I have a vector of characters and I want to collect them in groups of twos and threes. To illustrate, here is a simplified version:
The table I have:
"a" "b" "c" "d" "e" "f"
I want to run through the vector and concatenate groups of two and three elements. This is the end result I want:
"a b" "b c" "c d" "d e" "e f"
And
"a b c" "b c d" "c d e" "d e f"
I solved this the simplest and dirtiest way possible by using for-loops, but it takes a long time to run and I am convinced it can be done more efficiently.
Here is my ghetto-hack:
t1 <- c("a", "b", "c", "d", "e", "f")
t2 <- rep("", length(t1)-1)
for (i in 1:length(t1)-1) {
t2[i] = paste(t1[i], t1[i+1])
}
t3 <- rep("", length(t1)-2)
for (i in 1:length(t1)-2) {
t3[i] = paste(t1[i], t1[i+1], t1[i+2])
}
I was looking into sapply and tapply etc. but I can't seem to figure out how to use "the following element" in the vector.

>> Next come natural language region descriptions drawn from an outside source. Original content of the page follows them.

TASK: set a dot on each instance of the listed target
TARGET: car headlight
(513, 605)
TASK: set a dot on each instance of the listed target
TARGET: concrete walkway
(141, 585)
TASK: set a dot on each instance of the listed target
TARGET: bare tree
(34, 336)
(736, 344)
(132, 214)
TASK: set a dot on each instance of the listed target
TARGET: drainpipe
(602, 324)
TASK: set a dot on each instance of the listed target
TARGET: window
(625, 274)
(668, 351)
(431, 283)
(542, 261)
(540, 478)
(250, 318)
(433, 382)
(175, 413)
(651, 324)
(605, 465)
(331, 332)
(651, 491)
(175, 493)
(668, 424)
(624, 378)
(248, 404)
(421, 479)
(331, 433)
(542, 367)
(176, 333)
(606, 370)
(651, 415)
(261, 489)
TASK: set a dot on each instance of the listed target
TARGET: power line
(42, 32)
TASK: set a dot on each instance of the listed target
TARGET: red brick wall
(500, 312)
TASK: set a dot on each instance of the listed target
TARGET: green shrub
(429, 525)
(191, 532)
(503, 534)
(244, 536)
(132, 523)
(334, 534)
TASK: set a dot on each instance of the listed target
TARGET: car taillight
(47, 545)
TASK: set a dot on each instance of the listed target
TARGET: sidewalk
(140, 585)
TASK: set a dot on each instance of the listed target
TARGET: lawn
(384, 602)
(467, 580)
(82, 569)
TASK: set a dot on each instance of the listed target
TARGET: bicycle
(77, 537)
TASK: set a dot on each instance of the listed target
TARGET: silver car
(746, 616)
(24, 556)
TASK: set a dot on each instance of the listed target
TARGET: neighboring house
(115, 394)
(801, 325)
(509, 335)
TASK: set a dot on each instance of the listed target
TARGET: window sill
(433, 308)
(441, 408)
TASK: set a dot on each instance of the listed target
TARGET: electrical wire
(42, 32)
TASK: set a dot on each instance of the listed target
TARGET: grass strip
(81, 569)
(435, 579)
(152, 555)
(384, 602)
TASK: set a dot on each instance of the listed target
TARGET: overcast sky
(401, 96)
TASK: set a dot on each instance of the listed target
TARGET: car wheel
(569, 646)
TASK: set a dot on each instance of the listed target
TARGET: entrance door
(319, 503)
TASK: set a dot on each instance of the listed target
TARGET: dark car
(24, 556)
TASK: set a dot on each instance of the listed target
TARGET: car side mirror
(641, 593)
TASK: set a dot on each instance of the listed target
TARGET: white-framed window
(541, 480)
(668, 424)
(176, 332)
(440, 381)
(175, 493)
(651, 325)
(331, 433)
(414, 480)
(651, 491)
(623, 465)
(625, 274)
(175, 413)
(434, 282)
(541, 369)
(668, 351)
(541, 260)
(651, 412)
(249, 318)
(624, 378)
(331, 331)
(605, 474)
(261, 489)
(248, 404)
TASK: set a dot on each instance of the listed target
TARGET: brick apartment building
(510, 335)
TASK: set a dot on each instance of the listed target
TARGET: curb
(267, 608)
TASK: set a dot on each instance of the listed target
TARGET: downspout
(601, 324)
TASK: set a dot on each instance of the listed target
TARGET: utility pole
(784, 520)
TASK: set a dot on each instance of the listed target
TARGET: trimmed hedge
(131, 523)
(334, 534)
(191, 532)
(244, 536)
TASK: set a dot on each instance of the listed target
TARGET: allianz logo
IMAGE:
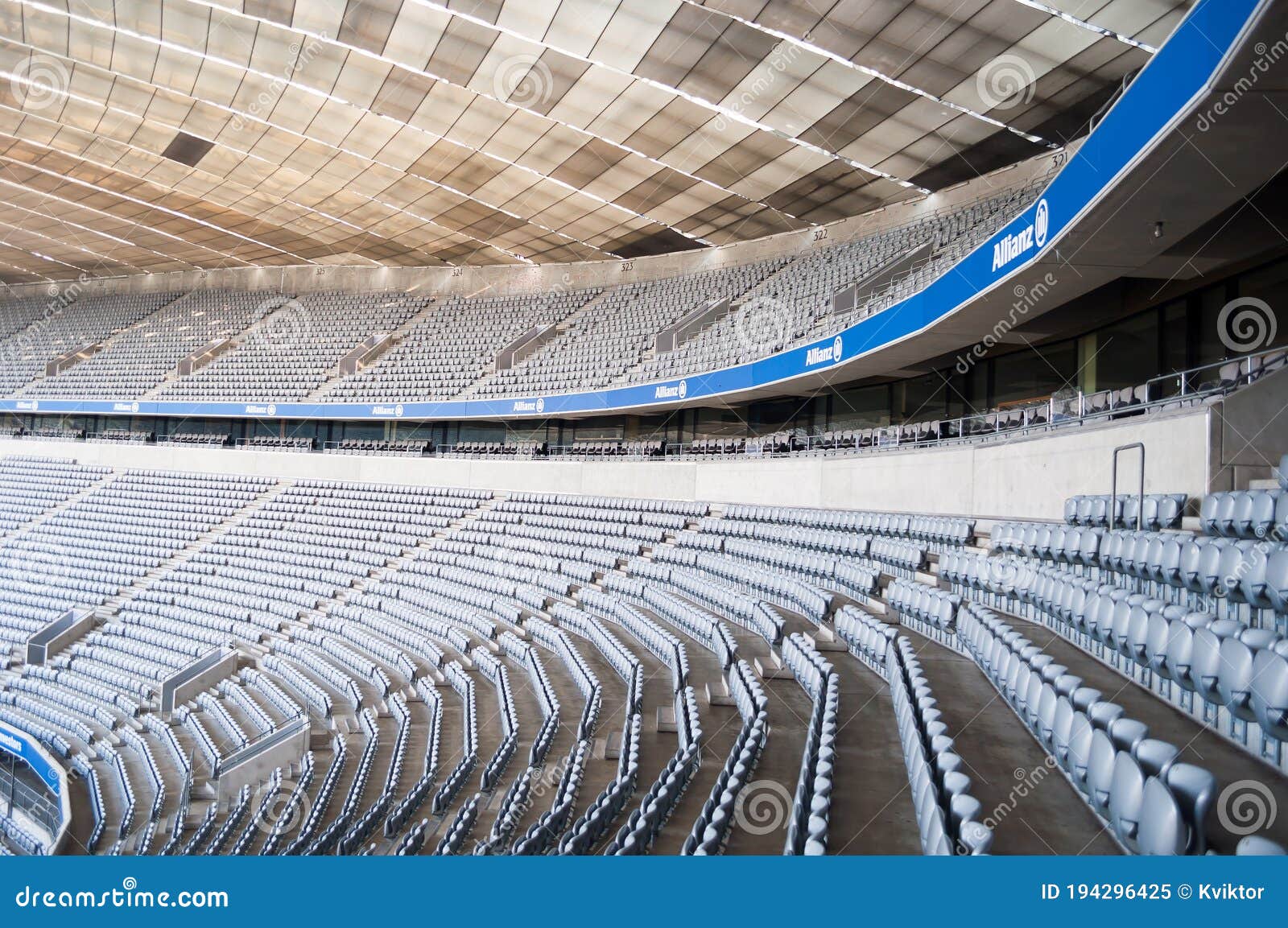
(671, 390)
(824, 354)
(1010, 247)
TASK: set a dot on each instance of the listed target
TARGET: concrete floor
(1034, 809)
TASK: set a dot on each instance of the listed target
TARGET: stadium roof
(142, 137)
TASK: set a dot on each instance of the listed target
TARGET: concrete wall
(1023, 478)
(1249, 433)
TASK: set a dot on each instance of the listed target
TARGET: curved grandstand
(564, 537)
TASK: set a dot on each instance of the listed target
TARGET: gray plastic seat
(1162, 829)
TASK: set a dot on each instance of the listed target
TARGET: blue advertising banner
(1159, 96)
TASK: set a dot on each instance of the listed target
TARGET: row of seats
(1152, 801)
(1154, 511)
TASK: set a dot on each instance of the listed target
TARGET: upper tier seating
(452, 345)
(796, 304)
(616, 331)
(287, 349)
(291, 350)
(139, 358)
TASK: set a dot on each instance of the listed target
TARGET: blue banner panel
(1150, 105)
(19, 744)
(643, 891)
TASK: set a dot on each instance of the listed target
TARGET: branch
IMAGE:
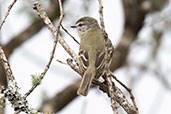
(12, 92)
(7, 13)
(45, 18)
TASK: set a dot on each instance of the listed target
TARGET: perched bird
(91, 52)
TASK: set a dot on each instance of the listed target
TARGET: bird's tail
(86, 81)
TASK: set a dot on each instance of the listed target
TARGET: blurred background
(140, 31)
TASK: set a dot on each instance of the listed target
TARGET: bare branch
(7, 13)
(44, 16)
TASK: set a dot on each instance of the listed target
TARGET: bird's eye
(80, 24)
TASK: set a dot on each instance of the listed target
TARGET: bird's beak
(73, 26)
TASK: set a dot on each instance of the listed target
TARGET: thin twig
(44, 16)
(6, 65)
(61, 62)
(69, 34)
(50, 26)
(7, 13)
(102, 19)
(111, 87)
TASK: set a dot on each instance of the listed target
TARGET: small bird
(91, 52)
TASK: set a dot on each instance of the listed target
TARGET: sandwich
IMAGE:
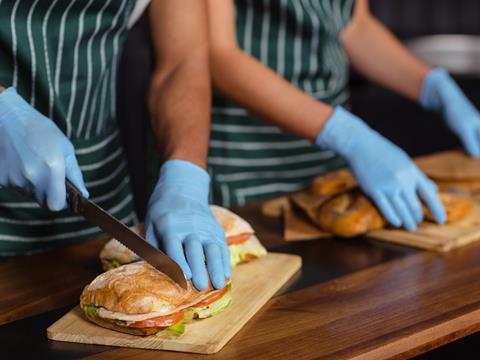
(241, 240)
(137, 299)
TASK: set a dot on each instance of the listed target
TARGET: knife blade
(95, 214)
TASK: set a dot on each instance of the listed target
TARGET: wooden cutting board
(436, 237)
(254, 283)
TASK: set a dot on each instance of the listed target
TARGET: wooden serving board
(254, 283)
(436, 237)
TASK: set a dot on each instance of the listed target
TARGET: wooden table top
(353, 298)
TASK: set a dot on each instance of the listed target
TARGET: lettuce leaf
(210, 309)
(174, 330)
(248, 250)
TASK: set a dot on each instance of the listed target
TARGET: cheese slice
(113, 315)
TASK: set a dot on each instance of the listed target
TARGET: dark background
(401, 121)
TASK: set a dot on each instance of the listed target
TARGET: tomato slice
(160, 321)
(238, 239)
(214, 296)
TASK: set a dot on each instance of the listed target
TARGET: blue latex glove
(180, 220)
(383, 170)
(442, 94)
(35, 155)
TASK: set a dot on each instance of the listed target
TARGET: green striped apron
(61, 56)
(299, 39)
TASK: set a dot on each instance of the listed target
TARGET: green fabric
(299, 39)
(62, 57)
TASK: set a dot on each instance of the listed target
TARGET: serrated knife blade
(95, 214)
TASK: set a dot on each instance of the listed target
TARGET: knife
(95, 214)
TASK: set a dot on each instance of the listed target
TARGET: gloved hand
(35, 155)
(180, 220)
(384, 171)
(442, 94)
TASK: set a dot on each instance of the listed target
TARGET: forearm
(261, 91)
(375, 53)
(179, 103)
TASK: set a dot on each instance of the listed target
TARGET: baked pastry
(333, 183)
(241, 240)
(140, 300)
(349, 214)
(457, 207)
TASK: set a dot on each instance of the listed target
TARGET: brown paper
(298, 227)
(450, 165)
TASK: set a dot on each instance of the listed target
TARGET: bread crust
(137, 288)
(349, 214)
(333, 183)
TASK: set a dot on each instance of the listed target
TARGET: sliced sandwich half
(138, 299)
(241, 239)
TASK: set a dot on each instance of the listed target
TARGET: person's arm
(253, 85)
(178, 217)
(376, 54)
(180, 89)
(393, 182)
(380, 57)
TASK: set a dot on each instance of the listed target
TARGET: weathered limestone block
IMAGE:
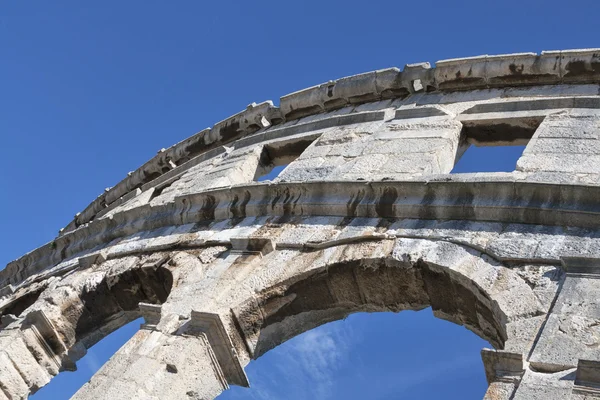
(564, 143)
(571, 332)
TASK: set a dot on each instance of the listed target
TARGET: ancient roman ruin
(366, 217)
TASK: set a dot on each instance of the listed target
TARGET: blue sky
(91, 90)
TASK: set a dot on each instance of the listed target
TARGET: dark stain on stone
(516, 69)
(294, 148)
(172, 368)
(385, 204)
(230, 130)
(16, 307)
(207, 212)
(353, 203)
(275, 200)
(238, 211)
(330, 90)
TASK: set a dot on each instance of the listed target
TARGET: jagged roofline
(481, 72)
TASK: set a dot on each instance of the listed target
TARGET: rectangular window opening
(275, 157)
(493, 146)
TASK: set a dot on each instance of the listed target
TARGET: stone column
(565, 361)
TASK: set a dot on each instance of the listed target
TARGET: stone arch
(461, 284)
(75, 311)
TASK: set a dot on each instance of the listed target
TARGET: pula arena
(365, 217)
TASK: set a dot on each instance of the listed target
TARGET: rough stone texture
(366, 217)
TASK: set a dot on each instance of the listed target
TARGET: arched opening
(409, 355)
(368, 285)
(79, 310)
(460, 285)
(64, 385)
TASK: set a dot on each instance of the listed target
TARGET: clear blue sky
(91, 90)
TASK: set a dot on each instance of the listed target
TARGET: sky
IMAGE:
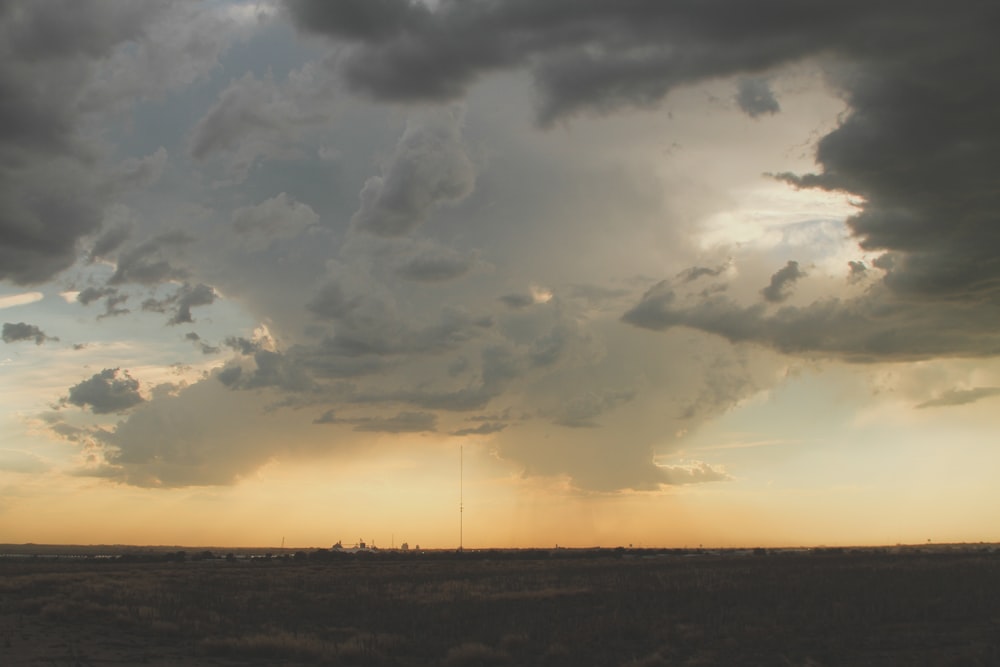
(603, 272)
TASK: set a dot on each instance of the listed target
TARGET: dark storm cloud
(110, 240)
(369, 323)
(917, 144)
(594, 54)
(433, 267)
(961, 397)
(583, 411)
(149, 263)
(693, 273)
(242, 345)
(18, 331)
(111, 390)
(857, 270)
(189, 296)
(755, 97)
(112, 300)
(867, 329)
(781, 282)
(182, 301)
(144, 171)
(428, 168)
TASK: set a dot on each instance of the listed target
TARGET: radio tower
(461, 497)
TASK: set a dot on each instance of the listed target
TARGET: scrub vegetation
(603, 607)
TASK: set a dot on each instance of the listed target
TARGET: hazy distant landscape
(934, 605)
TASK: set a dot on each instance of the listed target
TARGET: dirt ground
(544, 608)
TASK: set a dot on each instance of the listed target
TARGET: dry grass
(802, 610)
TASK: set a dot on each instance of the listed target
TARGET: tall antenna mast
(461, 496)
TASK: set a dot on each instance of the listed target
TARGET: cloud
(693, 472)
(256, 118)
(516, 300)
(434, 265)
(857, 271)
(279, 217)
(13, 332)
(486, 428)
(781, 282)
(428, 168)
(142, 172)
(182, 301)
(693, 273)
(402, 422)
(926, 198)
(755, 97)
(52, 192)
(866, 329)
(112, 390)
(961, 397)
(149, 262)
(12, 460)
(583, 411)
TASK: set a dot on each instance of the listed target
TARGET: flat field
(606, 607)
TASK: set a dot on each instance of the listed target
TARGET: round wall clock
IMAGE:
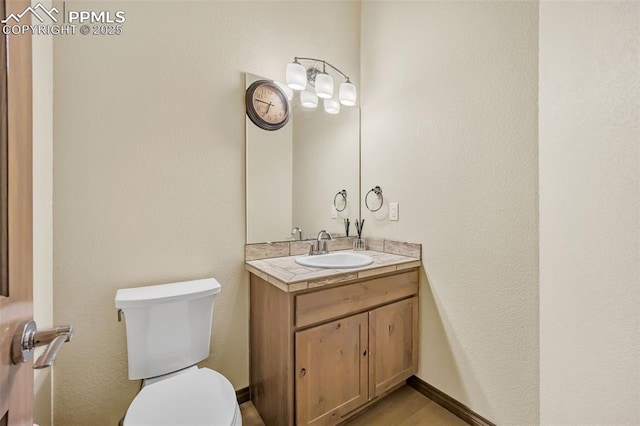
(267, 105)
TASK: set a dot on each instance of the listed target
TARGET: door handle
(28, 338)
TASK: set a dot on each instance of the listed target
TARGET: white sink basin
(341, 259)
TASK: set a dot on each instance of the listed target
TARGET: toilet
(168, 332)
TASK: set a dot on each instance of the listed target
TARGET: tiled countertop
(287, 275)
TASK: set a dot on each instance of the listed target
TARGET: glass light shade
(348, 94)
(296, 76)
(308, 99)
(288, 90)
(332, 106)
(324, 86)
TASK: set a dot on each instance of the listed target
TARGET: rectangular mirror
(295, 174)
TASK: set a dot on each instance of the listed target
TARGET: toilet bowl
(199, 396)
(168, 330)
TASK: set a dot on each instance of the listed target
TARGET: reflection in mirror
(294, 174)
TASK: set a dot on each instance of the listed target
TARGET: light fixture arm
(324, 64)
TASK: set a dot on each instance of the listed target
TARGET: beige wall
(449, 130)
(589, 213)
(269, 178)
(42, 210)
(149, 134)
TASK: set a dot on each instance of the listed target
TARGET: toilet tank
(168, 325)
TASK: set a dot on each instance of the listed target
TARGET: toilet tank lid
(185, 290)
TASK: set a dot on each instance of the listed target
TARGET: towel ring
(343, 193)
(378, 191)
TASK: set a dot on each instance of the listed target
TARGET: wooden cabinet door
(331, 370)
(393, 345)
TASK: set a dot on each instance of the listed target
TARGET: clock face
(267, 105)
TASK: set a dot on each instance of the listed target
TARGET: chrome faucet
(295, 231)
(320, 245)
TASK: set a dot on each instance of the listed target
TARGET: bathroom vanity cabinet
(322, 354)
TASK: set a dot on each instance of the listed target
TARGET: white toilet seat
(198, 397)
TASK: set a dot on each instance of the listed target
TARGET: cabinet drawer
(323, 305)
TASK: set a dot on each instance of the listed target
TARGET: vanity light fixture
(298, 77)
(332, 106)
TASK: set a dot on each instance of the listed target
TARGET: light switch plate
(393, 211)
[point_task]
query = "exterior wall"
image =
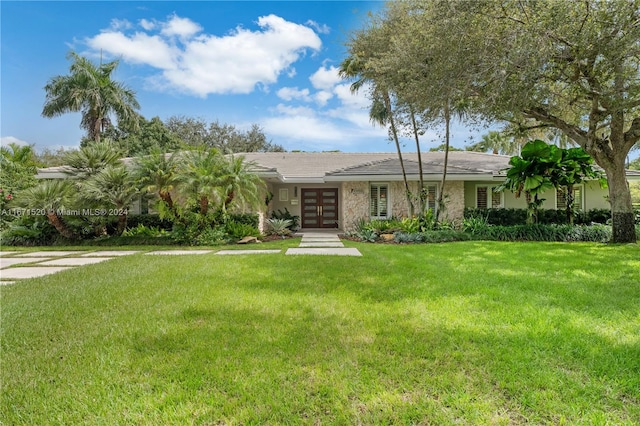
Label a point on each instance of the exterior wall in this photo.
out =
(354, 204)
(454, 193)
(355, 198)
(594, 197)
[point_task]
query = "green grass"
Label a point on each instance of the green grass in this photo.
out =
(459, 333)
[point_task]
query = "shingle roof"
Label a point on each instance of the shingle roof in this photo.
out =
(305, 166)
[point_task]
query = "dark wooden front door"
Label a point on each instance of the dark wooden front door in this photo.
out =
(320, 208)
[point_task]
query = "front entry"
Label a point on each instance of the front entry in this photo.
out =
(320, 208)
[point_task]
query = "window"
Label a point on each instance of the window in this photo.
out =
(486, 198)
(432, 197)
(561, 198)
(379, 203)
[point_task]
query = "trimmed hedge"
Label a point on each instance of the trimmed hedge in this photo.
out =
(509, 217)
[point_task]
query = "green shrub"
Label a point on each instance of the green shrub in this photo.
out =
(237, 231)
(212, 236)
(278, 227)
(367, 235)
(29, 231)
(246, 218)
(444, 236)
(149, 220)
(475, 224)
(508, 217)
(286, 215)
(408, 237)
(144, 231)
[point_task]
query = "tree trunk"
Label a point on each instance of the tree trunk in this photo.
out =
(621, 208)
(447, 124)
(394, 132)
(204, 205)
(60, 226)
(422, 196)
(122, 224)
(569, 201)
(166, 197)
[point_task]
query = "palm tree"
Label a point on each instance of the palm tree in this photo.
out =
(51, 196)
(115, 187)
(92, 158)
(89, 89)
(158, 173)
(18, 155)
(381, 111)
(200, 176)
(238, 183)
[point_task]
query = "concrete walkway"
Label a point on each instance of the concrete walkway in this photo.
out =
(15, 265)
(322, 243)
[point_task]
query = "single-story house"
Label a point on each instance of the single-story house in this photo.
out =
(337, 189)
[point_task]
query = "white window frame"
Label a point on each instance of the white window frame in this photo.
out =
(489, 200)
(379, 185)
(579, 186)
(435, 185)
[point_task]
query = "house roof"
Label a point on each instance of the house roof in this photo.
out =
(307, 167)
(320, 167)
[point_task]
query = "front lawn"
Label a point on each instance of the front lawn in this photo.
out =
(465, 333)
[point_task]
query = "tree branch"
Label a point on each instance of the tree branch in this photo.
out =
(632, 135)
(574, 132)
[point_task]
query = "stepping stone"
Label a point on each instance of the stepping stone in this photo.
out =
(5, 262)
(74, 261)
(345, 251)
(316, 244)
(175, 252)
(225, 252)
(31, 271)
(49, 253)
(110, 253)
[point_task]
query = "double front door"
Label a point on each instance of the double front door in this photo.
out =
(320, 208)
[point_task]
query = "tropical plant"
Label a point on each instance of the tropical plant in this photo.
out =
(530, 174)
(200, 176)
(90, 159)
(574, 167)
(572, 66)
(279, 227)
(90, 90)
(239, 184)
(158, 173)
(115, 187)
(381, 111)
(286, 214)
(50, 198)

Any help will be rewarded with my eternal gratitude!
-------------- Edit --------------
Run times of the suggestions using input data with ~ 3 million rows:
START: [1] "2016-11-20 19:24:50 CET" For-loop: [1] "2016-11-20 19:28:26 CET" rollapply: [1] "2016-11-20 19:38:55 CET" apply(matrix): [1] "2016-11-20 19:42:15 CET" paste t1[-length...]: [1] "2016-11-20 19:42:37 CET" grep: [1] "2016-11-20 19:44:30 CET"
Upvotes: 1
Views: 98
Reputation: 2028
Have you considered the zoo package? For example
library('zoo')
input<-c('a','b','c','d','e','f')
output<-rollapply(data=input, width=2, FUN=paste, collapse=" ")
output
will return
"a b" "b c" "c d" "d e" "e f"
The width
argument controls how many elements to concatenate. I expect you'll have improved runtimes here too but I haven't tested
Upvotes: 2
Reputation: 887951
For groups of two, we can do this with
paste(t1[-length(t1)], t1[-1])
#[1] "a b" "b c" "c d" "d e" "e f"
and for higher numbers, one option is shift
from data.table
library(data.table)
v1 <- do.call(paste, shift(t1, 0:2, type="lead"))
grep("NA", v1, invert=TRUE, value=TRUE)
#[1] "a b c" "b c d" "c d e" "d e f"
Or
n <- length(t1)
n1 <- 3
apply(matrix(t1, ncol=n1, nrow = n+1)[seq(n-(n1-1)),], 1, paste, collapse=' ')
Upvotes: 1